What can you expect of your adolescent dog, and why? Learn how to make your dog’s adolescence easier on both of you. (Hint: prevention, prevention, prevention).
Your one-year-old lab mix may look like an adult, but they’re very much not. They’re still learning about the world, still growing into who they’re going to be. Big on enthusiasm, low on understanding. Teenage dogs can seem like human teens, but they’re not doing it on purpose. They can’t really help it. It’s all part of this particular phase of puppyhood. They still need you to guide them and train them like the brand-new critters they are.
Ideally, you began training your puppy long before adolescence reared its ugly head, because, although training won’t prevent this stage of life, the training will have established communication between the two of you. That communication is important, especially during the times when your defiant teenager doesn’t want to listen to you.
Adolescence is a complex process involving physical growth, sexual development, and behavioral changes.

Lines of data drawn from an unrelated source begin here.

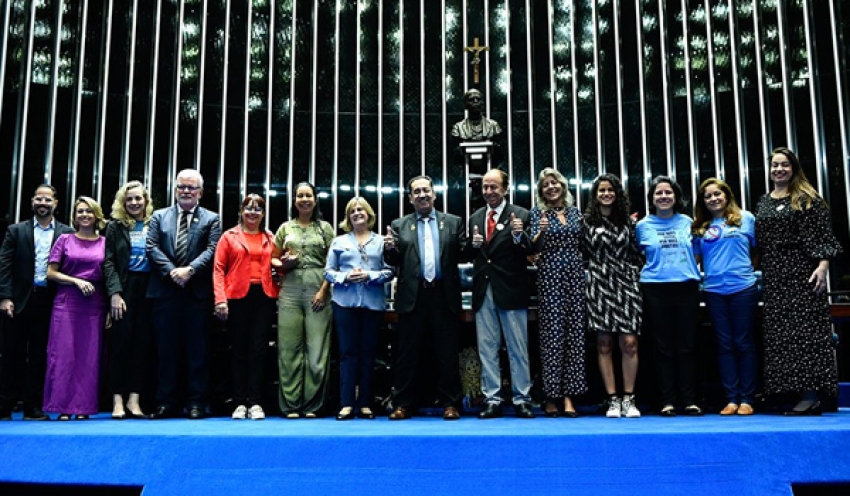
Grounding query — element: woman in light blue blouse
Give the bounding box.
[693,177,759,415]
[325,197,393,420]
[636,176,702,417]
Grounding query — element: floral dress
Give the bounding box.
[756,194,841,397]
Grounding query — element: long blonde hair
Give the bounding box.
[767,146,826,211]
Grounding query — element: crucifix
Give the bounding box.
[463,38,490,84]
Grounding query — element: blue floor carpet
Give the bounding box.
[0,409,850,496]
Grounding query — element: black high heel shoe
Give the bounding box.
[782,401,823,417]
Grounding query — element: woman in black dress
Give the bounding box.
[756,148,841,415]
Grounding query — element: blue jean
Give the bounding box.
[475,287,531,405]
[333,303,384,408]
[705,284,760,404]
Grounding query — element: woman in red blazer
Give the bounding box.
[213,194,279,420]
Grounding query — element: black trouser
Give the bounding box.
[227,284,277,406]
[109,272,153,394]
[641,281,699,406]
[393,286,462,408]
[0,288,56,410]
[153,289,213,409]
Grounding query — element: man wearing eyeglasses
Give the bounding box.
[146,169,221,420]
[0,184,74,420]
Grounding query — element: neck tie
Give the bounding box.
[422,217,437,282]
[174,210,189,267]
[487,210,496,241]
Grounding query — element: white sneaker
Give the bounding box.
[620,394,640,418]
[230,405,248,420]
[605,396,620,418]
[248,405,266,420]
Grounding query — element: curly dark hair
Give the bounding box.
[584,174,631,226]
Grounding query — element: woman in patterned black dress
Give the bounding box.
[582,174,643,418]
[529,168,587,417]
[756,148,841,415]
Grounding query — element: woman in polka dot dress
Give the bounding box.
[529,168,587,417]
[756,148,841,415]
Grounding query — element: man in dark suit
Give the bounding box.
[468,169,534,419]
[384,176,466,420]
[146,169,221,419]
[0,184,74,420]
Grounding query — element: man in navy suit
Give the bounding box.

Human teenagers often make poor decisions, and their impulse control is poor during their adolescent years, and your canine teenager is apt to be the same way. Although your adolescent dog will not tell you, “I hate you,” and stomp off to his room, he may challenge you in other different (but similar) ways. He may ignore you, challenge you, and defy you. He may also become incredibly affectionate, or he may run away from you. Your puppy may also do all these things (and more) to any older dogs you have at home. Thankfully, though, there are techniques to deal with these adolescent months so you both still like each other when he grows up.
The first thing every dog owner should do is evaluate how much physical exercise their dog needs. Generally, dogs are at the peak of their exercise requirement during their adolescent period. The amount and style of exercise vary greatly. For example, a young Labrador retriever likely requires at least 60-90 minutes of intense, tongue-dragging exercise per day, while a French Bulldog need far less—in fact, you must be very careful with brachycephalic breeds because of their limited ability to breathe and handle heat.
With an adolescent dog, you may find that the statue you used to walk past every day in the park suddenly without so much as whimper becomes a terrifying object to bark at. This is sometimes called the ‘fear period.’ Around the one-year mark, a teenage dog can become more frightened of people, things, and situations than they may have even been as a puppy. This is temporary and extremely common. Helping your teenage dog through this stage will ensure they come out the other side as a happy, friendly adult.